Hello,
I hope this is the right forum. We have a computer with 2 Tels cards running Ubuntu 10.04. We got a problem with one of them. Teh device query reports some stranger numbers and then it crashes:
[deviceQuery] starting...
./deviceQuery Starting...
CUDA Device Query (Runtime API) version (CUDART static linking)
Found 2 CUDA Capable device(s)
Device 0: "Tesla C2070"
CUDA Driver Version / Runtime Version 4.1 / 4.0
CUDA Capability Major/Minor version number: 2.0
( 0) Multiprocessors x (32) CUDA Cores/MP: 0 CUDA Cores
Max Texture Dimension Size (x,y,z) 1D=(65535), 2D=(2048,2048), 3D=(0,512,0)

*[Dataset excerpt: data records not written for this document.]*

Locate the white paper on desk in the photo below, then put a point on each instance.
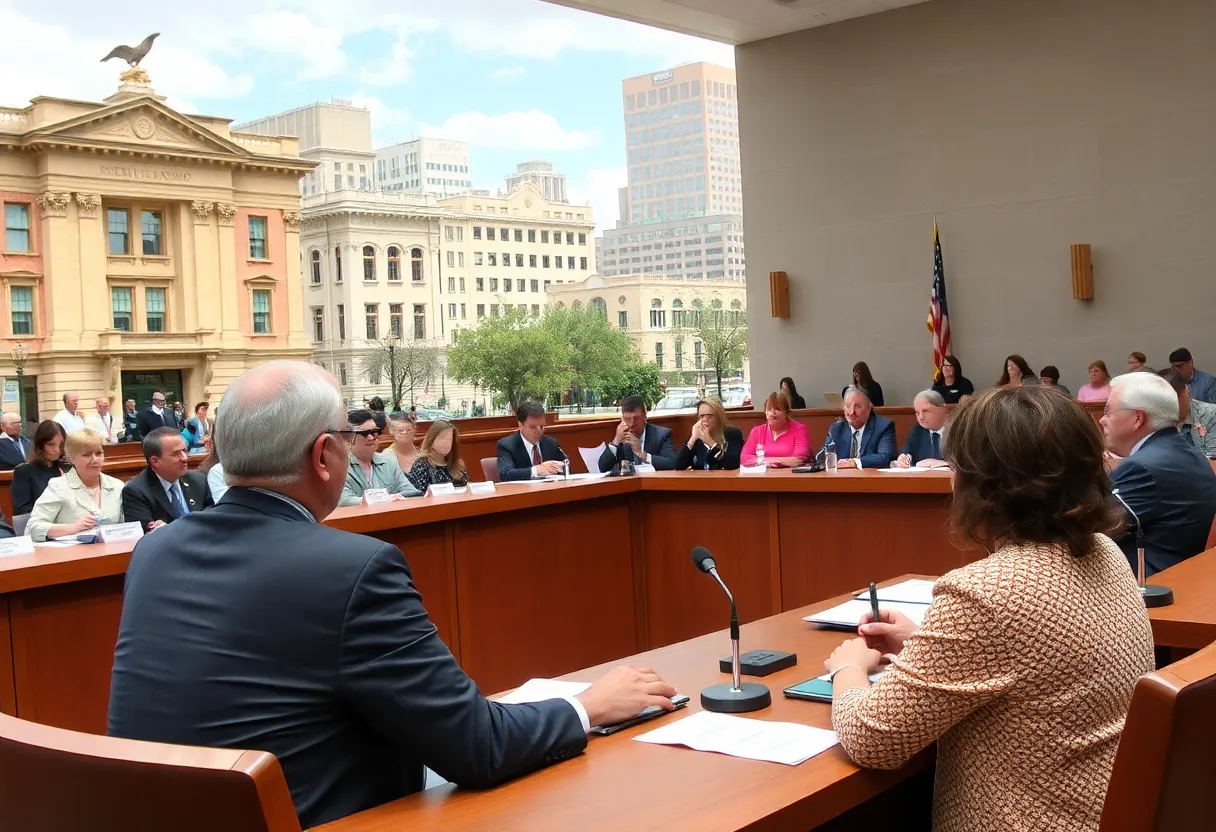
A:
(915, 590)
(849, 613)
(738, 736)
(539, 690)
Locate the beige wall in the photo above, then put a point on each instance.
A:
(1025, 125)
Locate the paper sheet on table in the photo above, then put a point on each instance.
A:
(539, 690)
(915, 590)
(849, 613)
(750, 738)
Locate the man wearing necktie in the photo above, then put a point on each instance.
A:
(923, 445)
(167, 489)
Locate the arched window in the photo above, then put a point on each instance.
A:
(416, 264)
(394, 263)
(369, 263)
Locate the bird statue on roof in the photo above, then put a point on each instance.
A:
(133, 55)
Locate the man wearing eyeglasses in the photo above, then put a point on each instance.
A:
(367, 468)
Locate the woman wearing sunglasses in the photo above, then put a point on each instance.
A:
(367, 468)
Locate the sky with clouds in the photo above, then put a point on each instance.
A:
(518, 79)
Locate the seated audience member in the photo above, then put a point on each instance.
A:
(715, 444)
(45, 464)
(923, 445)
(1024, 742)
(639, 440)
(528, 453)
(862, 378)
(1200, 384)
(789, 389)
(167, 489)
(863, 439)
(1197, 420)
(1050, 376)
(439, 460)
(786, 443)
(1098, 389)
(369, 470)
(310, 642)
(1170, 488)
(1017, 372)
(74, 502)
(953, 387)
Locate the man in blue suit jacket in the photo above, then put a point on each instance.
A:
(1167, 483)
(253, 627)
(863, 439)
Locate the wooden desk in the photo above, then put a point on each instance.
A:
(534, 580)
(624, 785)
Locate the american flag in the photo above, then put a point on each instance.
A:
(939, 315)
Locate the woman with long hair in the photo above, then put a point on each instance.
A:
(439, 459)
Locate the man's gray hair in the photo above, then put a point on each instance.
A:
(1150, 393)
(932, 397)
(271, 416)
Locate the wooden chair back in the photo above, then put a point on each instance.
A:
(1166, 760)
(54, 780)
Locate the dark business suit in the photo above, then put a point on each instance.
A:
(657, 443)
(513, 460)
(1171, 488)
(877, 440)
(13, 453)
(251, 627)
(144, 498)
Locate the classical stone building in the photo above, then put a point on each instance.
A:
(144, 248)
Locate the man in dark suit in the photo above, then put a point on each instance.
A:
(254, 627)
(158, 415)
(1167, 484)
(529, 453)
(863, 439)
(167, 489)
(923, 445)
(13, 447)
(637, 440)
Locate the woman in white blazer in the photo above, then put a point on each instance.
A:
(73, 502)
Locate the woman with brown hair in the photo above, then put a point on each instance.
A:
(45, 464)
(1024, 667)
(439, 459)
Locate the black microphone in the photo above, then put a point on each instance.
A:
(738, 697)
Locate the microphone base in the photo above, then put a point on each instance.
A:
(722, 700)
(1157, 596)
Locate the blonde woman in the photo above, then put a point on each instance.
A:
(715, 444)
(82, 498)
(439, 459)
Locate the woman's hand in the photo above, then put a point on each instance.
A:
(888, 634)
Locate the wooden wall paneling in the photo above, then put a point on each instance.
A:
(545, 590)
(63, 641)
(682, 602)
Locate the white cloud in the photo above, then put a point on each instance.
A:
(533, 130)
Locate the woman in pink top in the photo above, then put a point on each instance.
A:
(1099, 383)
(786, 443)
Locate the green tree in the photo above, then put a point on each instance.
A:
(511, 355)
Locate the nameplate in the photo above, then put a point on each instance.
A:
(15, 546)
(375, 496)
(119, 532)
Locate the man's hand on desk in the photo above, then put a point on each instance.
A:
(624, 693)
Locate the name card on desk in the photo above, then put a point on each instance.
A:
(120, 532)
(15, 546)
(375, 496)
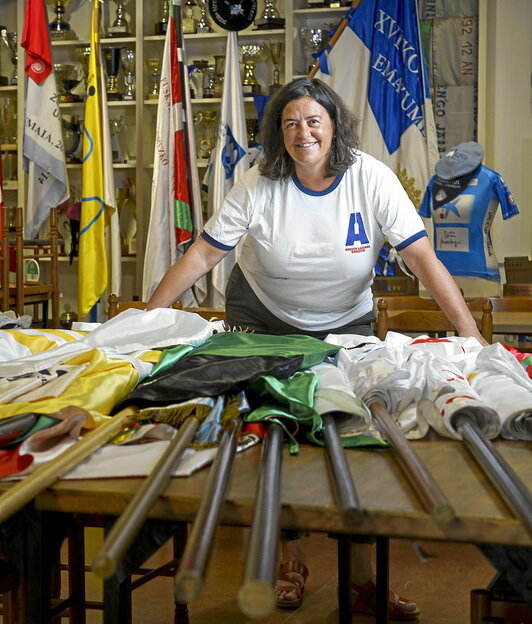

Max Layered Texture Size (dim) x layers 1D=(1) x 6, 2D=(0,0) x 0
Concurrent copy and execution: No with -725995520 copy engine(s)
...
Device PCI Bus ID / PCI location ID: -722875584 / 32669
Compute Mode:
Segmentation fault
As you can see i detects 2 cards, but it shows that the there are 0 MP, the texture size is 0 there are negative num,ebr of copy engines and the PCI Bus Id is all messed up. We have the cudatoolkit 4.1 and the nvidia driver x86_64-285.05.33
It is also weird, because sometimes my programs run on device 0 and sometimes they do not run.
We did not seem to have this problem a few days ago before upgrading from 4.0 to 4.1. Is it jsut the driver or is the card burned?